What you have done and what you have left undone— what you have coming to you has already come to you by way of the grave we call a font.
By water and the Spirit, God drowned sinful you into Christ’s death.
The death Christ died he died to sin, once for all. The death Christ died he died for your sins, all of them, once, and in his blood by your baptism all your sins have been washed away.
We do not smudge our foreheads to solicit God’s forgiveness for our sins. We smudge our foreheads to celebrate God’s once for all forgiveness of them.
The dust on your forehead says: “You, wretched man, were dead in your trespasses.” But the cross on your forehead says: “You have been rescued, baptized, into his death for your trespasses.”
The wages of sin smudged on your head is good news not grim news.
Your sin, though incontrovertible, cannot condemn you. There is therefore now no condemnation for you.
The seal of that promise is your baptism into his death. The sign of that promise is the symbol of his death smeared on your temple.
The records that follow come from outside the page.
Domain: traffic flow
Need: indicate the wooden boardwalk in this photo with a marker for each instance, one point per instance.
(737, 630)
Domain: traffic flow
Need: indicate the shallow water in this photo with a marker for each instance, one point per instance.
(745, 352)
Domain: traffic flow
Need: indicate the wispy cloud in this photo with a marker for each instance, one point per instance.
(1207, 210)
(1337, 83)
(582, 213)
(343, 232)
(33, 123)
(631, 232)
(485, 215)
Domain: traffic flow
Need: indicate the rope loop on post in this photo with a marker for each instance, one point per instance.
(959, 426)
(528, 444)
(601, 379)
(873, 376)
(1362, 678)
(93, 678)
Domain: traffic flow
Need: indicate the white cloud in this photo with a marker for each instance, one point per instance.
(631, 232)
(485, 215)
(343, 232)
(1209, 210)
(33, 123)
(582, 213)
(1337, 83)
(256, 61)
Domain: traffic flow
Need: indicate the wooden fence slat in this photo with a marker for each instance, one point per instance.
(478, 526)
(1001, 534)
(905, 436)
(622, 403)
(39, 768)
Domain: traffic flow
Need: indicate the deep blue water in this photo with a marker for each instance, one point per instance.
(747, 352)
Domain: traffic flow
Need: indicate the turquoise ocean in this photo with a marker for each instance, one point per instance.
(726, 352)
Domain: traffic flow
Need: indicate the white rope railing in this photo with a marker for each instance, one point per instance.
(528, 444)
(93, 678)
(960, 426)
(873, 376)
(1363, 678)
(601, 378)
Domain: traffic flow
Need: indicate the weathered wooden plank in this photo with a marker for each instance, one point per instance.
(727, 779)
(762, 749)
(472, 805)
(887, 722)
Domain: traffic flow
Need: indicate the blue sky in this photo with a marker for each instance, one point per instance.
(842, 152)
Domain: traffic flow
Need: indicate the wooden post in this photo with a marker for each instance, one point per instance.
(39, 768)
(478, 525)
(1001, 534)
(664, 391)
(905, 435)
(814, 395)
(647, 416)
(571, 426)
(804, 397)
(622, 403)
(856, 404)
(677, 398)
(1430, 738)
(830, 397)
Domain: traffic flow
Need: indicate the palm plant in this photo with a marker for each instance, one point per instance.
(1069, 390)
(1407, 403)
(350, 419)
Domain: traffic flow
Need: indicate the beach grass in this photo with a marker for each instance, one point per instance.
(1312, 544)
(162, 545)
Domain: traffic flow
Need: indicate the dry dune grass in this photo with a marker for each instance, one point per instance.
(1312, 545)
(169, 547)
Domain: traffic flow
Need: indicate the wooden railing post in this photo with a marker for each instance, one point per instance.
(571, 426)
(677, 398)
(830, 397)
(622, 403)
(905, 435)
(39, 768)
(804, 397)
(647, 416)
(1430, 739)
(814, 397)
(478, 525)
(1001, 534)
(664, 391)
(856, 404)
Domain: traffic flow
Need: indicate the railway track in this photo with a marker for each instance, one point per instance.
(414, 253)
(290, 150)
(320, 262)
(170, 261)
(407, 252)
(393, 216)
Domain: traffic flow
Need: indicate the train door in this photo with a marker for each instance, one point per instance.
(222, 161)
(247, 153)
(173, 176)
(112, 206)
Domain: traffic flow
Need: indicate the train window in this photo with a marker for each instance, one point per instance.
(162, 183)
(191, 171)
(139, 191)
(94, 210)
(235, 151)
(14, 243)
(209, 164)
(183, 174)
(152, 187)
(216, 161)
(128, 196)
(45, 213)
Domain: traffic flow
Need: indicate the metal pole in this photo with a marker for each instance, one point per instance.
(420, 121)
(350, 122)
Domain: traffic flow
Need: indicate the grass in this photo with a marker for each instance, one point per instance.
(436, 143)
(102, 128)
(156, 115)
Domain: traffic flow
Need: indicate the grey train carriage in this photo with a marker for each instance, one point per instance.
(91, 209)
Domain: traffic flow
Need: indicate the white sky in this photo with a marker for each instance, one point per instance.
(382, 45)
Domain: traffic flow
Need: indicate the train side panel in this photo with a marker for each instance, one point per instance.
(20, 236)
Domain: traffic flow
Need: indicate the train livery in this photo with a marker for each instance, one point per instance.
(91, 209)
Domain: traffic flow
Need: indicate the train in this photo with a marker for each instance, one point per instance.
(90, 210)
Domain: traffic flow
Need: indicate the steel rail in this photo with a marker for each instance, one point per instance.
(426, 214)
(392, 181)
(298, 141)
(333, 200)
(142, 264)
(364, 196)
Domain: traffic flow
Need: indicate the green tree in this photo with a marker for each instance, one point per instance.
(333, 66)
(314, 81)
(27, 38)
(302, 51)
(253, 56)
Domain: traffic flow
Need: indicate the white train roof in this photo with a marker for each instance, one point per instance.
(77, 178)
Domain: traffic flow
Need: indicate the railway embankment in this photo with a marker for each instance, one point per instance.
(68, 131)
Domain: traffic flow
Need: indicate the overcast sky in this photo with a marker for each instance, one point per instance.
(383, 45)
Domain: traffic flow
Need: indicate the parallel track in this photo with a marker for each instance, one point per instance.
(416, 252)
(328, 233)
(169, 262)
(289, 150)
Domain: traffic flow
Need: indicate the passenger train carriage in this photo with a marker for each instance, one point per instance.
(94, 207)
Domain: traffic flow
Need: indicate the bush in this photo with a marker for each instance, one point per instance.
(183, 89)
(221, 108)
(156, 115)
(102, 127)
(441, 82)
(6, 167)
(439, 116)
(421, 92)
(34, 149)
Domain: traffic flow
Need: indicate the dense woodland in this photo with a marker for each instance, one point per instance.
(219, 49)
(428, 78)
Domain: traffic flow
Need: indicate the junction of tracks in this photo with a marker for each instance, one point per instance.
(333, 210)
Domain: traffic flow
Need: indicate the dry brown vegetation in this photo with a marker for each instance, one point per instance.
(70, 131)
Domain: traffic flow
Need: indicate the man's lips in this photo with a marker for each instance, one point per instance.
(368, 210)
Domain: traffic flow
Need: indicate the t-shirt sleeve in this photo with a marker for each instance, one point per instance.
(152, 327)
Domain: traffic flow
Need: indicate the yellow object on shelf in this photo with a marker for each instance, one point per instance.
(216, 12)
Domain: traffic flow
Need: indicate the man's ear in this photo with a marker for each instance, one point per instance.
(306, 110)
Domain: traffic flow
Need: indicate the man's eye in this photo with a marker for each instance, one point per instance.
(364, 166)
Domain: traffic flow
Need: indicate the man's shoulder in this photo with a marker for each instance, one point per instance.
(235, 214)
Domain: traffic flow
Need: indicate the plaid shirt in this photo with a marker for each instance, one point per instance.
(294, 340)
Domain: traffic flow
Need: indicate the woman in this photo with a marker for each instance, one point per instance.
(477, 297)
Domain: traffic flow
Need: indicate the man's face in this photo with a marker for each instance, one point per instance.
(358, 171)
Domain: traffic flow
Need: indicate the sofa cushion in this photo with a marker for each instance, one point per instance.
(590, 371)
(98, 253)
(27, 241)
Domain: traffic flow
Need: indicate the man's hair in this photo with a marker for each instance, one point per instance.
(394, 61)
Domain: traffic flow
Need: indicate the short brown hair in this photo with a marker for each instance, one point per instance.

What’s miraculous, BJ Miller contends, more miraculous than empty, contrived spiritual gestures, is watching what the dying do with their lives once they learn they have the freedom not to do anything.
What’s miraculous is watching what the dying do with their lives once they learn they have the freedom not to do anything, the freedom just to play themselves out.
“My work,” Miller says, “is to unburden them from the crushing weight of unhelpful expectations.”
The Law comes naturally to us but the Gospel does not so tonight if the ash and oil doesn’t do it then let a triple amputee agnostic working at crunchy Buddhist hospice hospital on the Left Coast remind: it’s the work of the Gospel to unburden you from the crushing weight of expectations.
It’s the work of the Gospel to unburden you from the accusations of all the Oughts and Shoulds and Musts— the Law— written on your heart, a heart which— at best— you know only dimly.
The Gospel is that, though what’s inside of you is about as beautiful as what we smear on the outside of you— though you are every bit as broken and busted up as those sculptures that rescued BJ Miller— nonetheless you are forgiven and justified and loved exactly as you are…FULL STOP.
The work of the Gospel is to unburden you of the crushing weight of that question which the Law on your heart naturally compels you to ask: “What must I be doing to be doing the works of God?”
The Gospel unburdens you to ask a different question, a question that leads to something more miraculous and even more beautiful:
What are you going to do with this faith of yours now that you have the freedom not to do anything?
What are you going to do with this life of yours now that you can live— free—with death behind you?
What are you going to do for your neighbor now that— with death behind you— there’s nothing more for you to earn.
What are you going to do now that you have the freedom not to do anything?
It’s fitting then that crowd is always smaller tonight.
Like hospice, it’s not for everybody.
The ash and oil tonight is like palliative medicine for those who are already dead in Christ.
It’s a visible, tangible reminder that you who, lives with death behind you, you’re free to play yourself out. To learn the art of living posthumously.
The ash and the oil— it marks you out as one like those busted up sculptures without the noses and the ears, broken by the Law but declared beautiful by the Gospel.
And you’ll leave here tonight not practicing your piety before others— as Jesus wants us not to do.
You’ll leave here tonight like one of those broken sculptures inviting another broken person to discover themselves beautiful.